Women and Equalities Committee Chair Maria Miller, who is a member of the Liaison Committee, said:

"Select Committee Inquiries rely on top quality evidence that brings together a range of views-that includes women's views. Important progress is being made but whilst all male panels are almost a thing of the past still only 1 in 3 witnesses giving oral evidence is female. We need organisations to think more about the diversity of the witnesses they send to give evidence."

Sarah Wollaston, Chair of the Liaison Committee said:

"Just as it is important to aim for a gender balanced Parliament so too that needs to be reflected in the diversity of the witnesses invited to give evidence at Select Committees. By focusing on this issue we hope that all committees will make further progress towards equal representation on both sides of Select Committee tables."

Report conclusions

The report concludes that:

  • For Committees represented on the Liaison Committee, other than in circumstances where there are compelling reasons for an all male panel, a panel of three or more witnesses should normally include at least one woman, when the witnesses are not specific office-holders such as Ministers or heads of key public sector organisations falling within the remit of the Department the Committee is scrutinising.
  • Select Committees aim to ensure that by the end of this Parliament at least 40% of discretionary witnesses should be female.
  • Updated stats will be published on the website periodically to show progress. The next update will be in December 2018.

Several committees are already monitoring the wider diversity of their witnesses through short surveys. These are completed voluntarily after evidence sessions and ask witnesses for information on their gender identity, age, disability, ethnic background, religion or belief, and sexual orientation. A pilot exercise has been concluded and an evaluation is currently underway working with the House’s diversity and inclusion team.

Witness diversity data

Information on witness gender diversity has been collected and published in various forms since 2013 but was included in the House’s Sessional Returns for the first time in July 2017 (for the 2016-17 Session). Information on the gender of witnesses by Committee and in total was published, categorised by "discretionary" and "non-discretionary" (nondiscretionary witnesses being office holders such as Ministers, senior civil servants and chief executives of public bodies within the Committee’s remit).

The statistics for 2015-16 and 2016-17 (along with the latest data) are set out in Chapter 2, with Committee by Committee tables in the Annex.

The Good Parliament Report objectives

Attention has focussed more closely on witness diversity in recent years, drawing parallels with wider social media movements calling out all-male speaking panels. Our work was drawn into sharper focus in 2016 when the Good Parliament Report, written by Professor Sarah Childs, was published.

That report asked us, the Liaison Committee, to "require the House Service to provide comprehensive and systematic diversity data in respect of select committee witnesses at the end of each session, and establish annual rolling targets for witness representativeness". It concluded that "A rule change should be sought whereby any select committee witness panel of three or more must be sex/gender diverse if, by the end of the 2015 Parliament, select committees are not reaching a 40 percent sex/gender threshold amongst witnesses". The House service has continued to supply us with that data. The previous Liaison Committee discussed progress made during the 2015-2017 Parliament and we returned to it when we were established after the 2017 general election.

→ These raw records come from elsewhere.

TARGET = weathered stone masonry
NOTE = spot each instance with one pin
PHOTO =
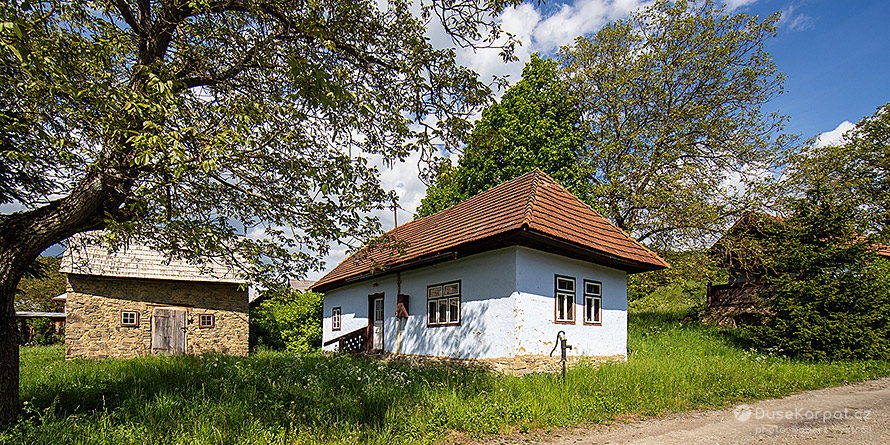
(95, 303)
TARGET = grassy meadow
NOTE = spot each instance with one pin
(283, 398)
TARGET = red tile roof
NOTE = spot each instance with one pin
(532, 209)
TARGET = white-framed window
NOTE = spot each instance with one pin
(206, 320)
(129, 318)
(335, 318)
(593, 302)
(565, 299)
(443, 304)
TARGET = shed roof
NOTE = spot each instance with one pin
(532, 210)
(140, 261)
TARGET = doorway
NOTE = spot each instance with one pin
(375, 320)
(168, 331)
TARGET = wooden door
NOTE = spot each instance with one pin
(168, 329)
(377, 321)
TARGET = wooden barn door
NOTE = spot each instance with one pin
(168, 331)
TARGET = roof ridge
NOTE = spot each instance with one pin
(634, 240)
(533, 197)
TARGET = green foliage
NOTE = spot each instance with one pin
(857, 170)
(288, 320)
(274, 397)
(830, 296)
(43, 332)
(186, 124)
(35, 292)
(535, 125)
(648, 121)
(672, 100)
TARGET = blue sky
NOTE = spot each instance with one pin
(836, 56)
(837, 59)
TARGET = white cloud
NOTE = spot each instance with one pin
(796, 21)
(834, 137)
(404, 179)
(732, 5)
(542, 29)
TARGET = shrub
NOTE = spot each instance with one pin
(288, 319)
(830, 291)
(43, 332)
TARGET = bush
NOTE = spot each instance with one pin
(43, 332)
(830, 291)
(288, 320)
(832, 316)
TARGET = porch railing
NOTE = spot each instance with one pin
(356, 341)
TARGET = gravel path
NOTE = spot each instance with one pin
(851, 414)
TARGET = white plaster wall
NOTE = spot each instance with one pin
(487, 311)
(535, 329)
(507, 307)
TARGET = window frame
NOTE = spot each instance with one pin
(598, 320)
(134, 323)
(336, 318)
(201, 319)
(446, 303)
(557, 292)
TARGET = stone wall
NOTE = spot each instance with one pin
(94, 308)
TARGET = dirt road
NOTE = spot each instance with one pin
(852, 414)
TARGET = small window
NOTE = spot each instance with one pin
(335, 319)
(205, 320)
(593, 302)
(129, 318)
(565, 299)
(443, 304)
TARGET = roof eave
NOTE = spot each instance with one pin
(522, 236)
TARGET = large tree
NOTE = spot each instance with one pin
(857, 169)
(535, 125)
(657, 121)
(677, 141)
(186, 123)
(829, 293)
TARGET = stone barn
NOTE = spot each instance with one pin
(136, 302)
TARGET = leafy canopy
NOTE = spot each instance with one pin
(672, 108)
(186, 123)
(289, 320)
(656, 122)
(535, 125)
(829, 294)
(857, 170)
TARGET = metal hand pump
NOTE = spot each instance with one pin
(561, 342)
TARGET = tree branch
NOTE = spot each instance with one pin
(127, 15)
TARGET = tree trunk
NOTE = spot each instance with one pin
(23, 236)
(9, 357)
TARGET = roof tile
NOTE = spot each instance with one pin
(534, 201)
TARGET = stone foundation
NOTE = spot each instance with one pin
(509, 365)
(94, 306)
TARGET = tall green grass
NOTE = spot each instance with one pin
(283, 398)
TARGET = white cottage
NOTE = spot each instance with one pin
(495, 277)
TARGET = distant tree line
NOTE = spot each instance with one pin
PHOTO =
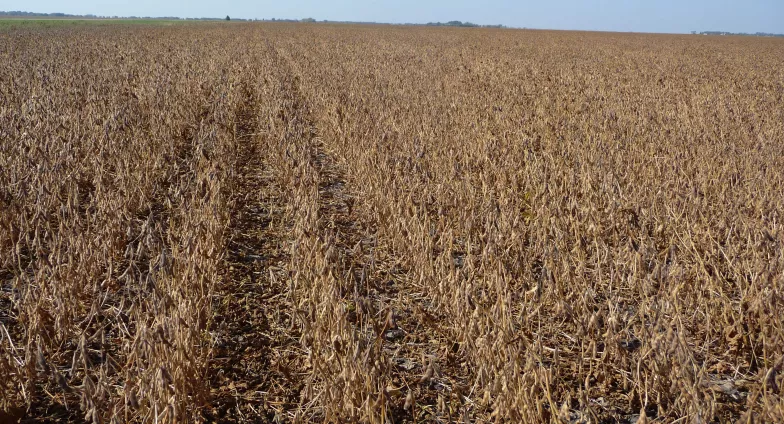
(463, 24)
(756, 34)
(20, 14)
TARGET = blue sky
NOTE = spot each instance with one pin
(609, 15)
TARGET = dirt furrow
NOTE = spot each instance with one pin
(255, 341)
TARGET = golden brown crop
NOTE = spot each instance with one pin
(273, 222)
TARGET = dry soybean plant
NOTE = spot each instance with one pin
(335, 223)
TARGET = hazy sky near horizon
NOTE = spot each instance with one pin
(608, 15)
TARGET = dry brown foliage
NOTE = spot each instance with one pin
(314, 223)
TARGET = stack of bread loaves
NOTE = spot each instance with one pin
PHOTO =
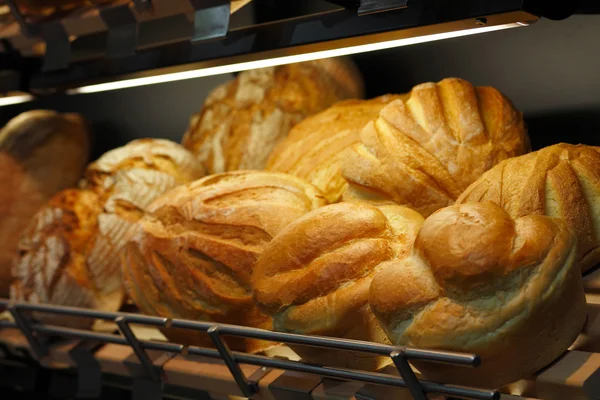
(242, 120)
(41, 153)
(70, 253)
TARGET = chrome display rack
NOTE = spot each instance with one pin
(419, 389)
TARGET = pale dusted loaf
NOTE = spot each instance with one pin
(242, 120)
(193, 254)
(561, 181)
(41, 153)
(315, 148)
(424, 151)
(119, 186)
(481, 282)
(314, 277)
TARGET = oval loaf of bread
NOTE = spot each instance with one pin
(481, 282)
(193, 254)
(242, 120)
(314, 277)
(561, 181)
(41, 153)
(423, 151)
(80, 234)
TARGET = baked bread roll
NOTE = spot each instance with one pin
(242, 120)
(314, 277)
(423, 152)
(481, 282)
(561, 181)
(193, 254)
(315, 148)
(41, 153)
(70, 254)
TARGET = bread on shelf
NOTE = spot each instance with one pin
(479, 281)
(41, 153)
(423, 151)
(314, 277)
(192, 255)
(316, 148)
(561, 181)
(70, 254)
(242, 120)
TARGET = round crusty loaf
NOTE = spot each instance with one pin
(192, 255)
(242, 120)
(41, 153)
(314, 277)
(480, 282)
(561, 181)
(119, 186)
(424, 151)
(315, 148)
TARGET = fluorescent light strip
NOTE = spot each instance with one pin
(271, 62)
(6, 101)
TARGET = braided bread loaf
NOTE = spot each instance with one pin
(481, 282)
(242, 120)
(70, 253)
(316, 147)
(561, 181)
(314, 277)
(193, 254)
(424, 151)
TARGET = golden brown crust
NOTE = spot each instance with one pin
(560, 181)
(41, 153)
(193, 254)
(242, 120)
(424, 151)
(314, 277)
(480, 282)
(315, 148)
(120, 185)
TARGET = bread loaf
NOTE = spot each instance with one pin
(479, 281)
(314, 277)
(561, 181)
(315, 148)
(78, 238)
(424, 151)
(192, 255)
(41, 153)
(242, 120)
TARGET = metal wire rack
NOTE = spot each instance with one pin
(400, 356)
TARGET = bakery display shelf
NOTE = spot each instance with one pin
(236, 363)
(175, 38)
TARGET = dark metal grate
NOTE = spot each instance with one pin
(399, 355)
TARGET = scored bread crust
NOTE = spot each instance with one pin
(424, 151)
(242, 120)
(316, 148)
(313, 278)
(480, 282)
(561, 181)
(41, 153)
(193, 254)
(118, 188)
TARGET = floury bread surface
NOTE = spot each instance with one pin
(192, 255)
(41, 153)
(70, 254)
(479, 281)
(243, 120)
(316, 148)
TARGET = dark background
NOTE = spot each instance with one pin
(551, 71)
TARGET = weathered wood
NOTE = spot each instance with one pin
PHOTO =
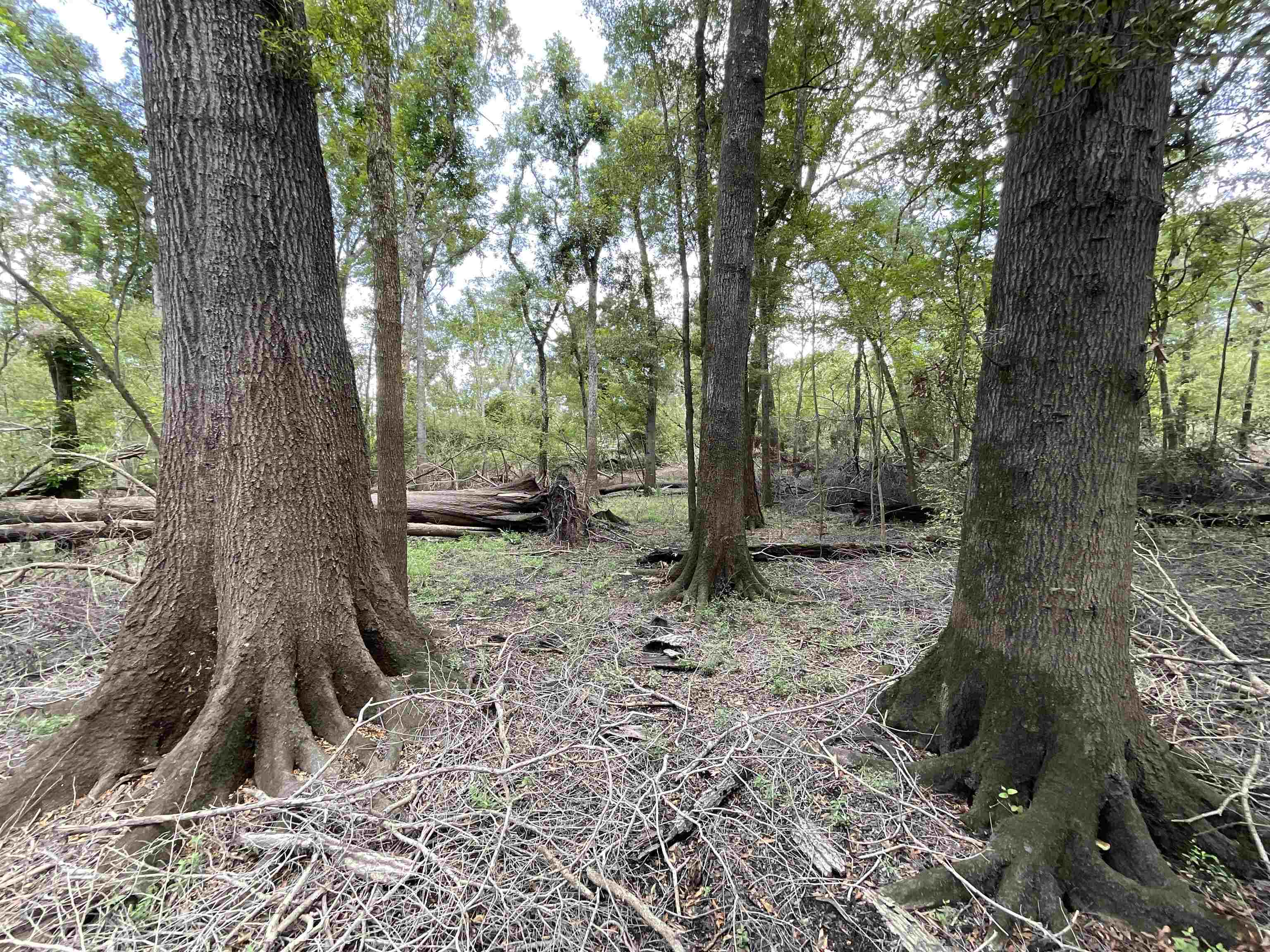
(75, 531)
(905, 926)
(792, 550)
(40, 509)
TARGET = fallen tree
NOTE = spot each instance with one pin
(776, 551)
(521, 506)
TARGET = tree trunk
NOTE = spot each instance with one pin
(247, 639)
(702, 187)
(855, 409)
(765, 361)
(652, 358)
(389, 385)
(1030, 686)
(421, 374)
(1250, 393)
(65, 429)
(592, 489)
(540, 351)
(719, 558)
(905, 441)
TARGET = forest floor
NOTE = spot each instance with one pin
(595, 721)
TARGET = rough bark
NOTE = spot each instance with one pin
(247, 639)
(1030, 686)
(590, 490)
(389, 384)
(652, 358)
(702, 188)
(719, 559)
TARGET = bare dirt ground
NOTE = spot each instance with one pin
(596, 721)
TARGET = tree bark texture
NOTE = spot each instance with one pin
(1250, 391)
(719, 559)
(702, 187)
(389, 384)
(266, 616)
(652, 359)
(65, 429)
(1030, 686)
(901, 422)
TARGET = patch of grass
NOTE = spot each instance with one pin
(41, 726)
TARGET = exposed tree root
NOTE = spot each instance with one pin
(208, 709)
(1096, 797)
(711, 570)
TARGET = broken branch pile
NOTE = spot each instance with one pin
(521, 506)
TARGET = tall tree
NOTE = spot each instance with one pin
(266, 617)
(1030, 687)
(389, 384)
(719, 558)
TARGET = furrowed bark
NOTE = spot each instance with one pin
(1030, 687)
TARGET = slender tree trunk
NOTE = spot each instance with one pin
(1030, 687)
(540, 351)
(768, 409)
(652, 359)
(855, 409)
(389, 385)
(248, 639)
(65, 429)
(1226, 343)
(1250, 393)
(592, 489)
(702, 188)
(719, 558)
(422, 321)
(905, 441)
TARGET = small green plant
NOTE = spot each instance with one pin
(480, 796)
(1213, 879)
(1005, 799)
(878, 777)
(42, 726)
(1189, 942)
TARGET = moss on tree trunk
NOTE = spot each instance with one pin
(1030, 687)
(266, 617)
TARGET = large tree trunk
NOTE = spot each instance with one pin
(719, 558)
(389, 384)
(1030, 686)
(248, 639)
(652, 358)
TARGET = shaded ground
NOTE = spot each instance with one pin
(595, 723)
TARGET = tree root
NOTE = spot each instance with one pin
(1072, 824)
(261, 715)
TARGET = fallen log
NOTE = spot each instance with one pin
(40, 509)
(445, 513)
(75, 531)
(1226, 518)
(776, 551)
(638, 486)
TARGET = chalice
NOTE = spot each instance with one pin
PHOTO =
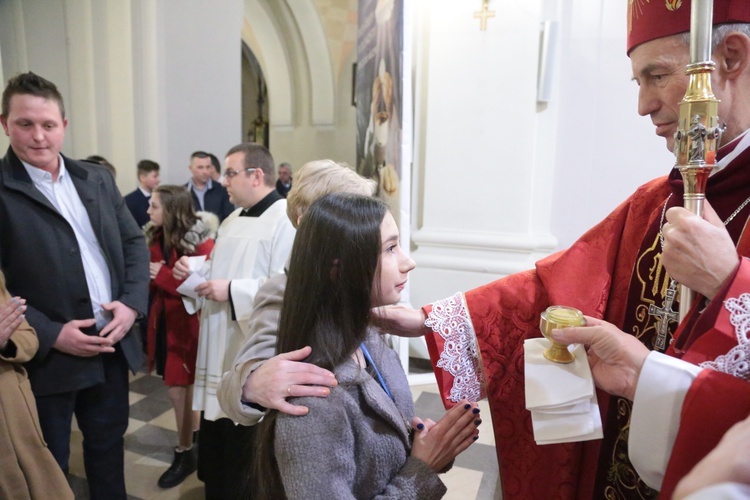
(556, 317)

Efforts to increase gender diversity

Following our first meeting in November 2017, at which both witness and Committee member diversity was discussed, our Chair, Dr Sarah Wollaston MP, wrote to the Speaker asking for the membership of select committees to be included as part of a forthcoming gender-sensitive parliament audit which will be conducted in association with the Inter-Parliamentary Union. The Speaker confirmed this, and reiterated his support for efforts to increase witness diversity in the widest sense, while agreeing that gender was the best place to start.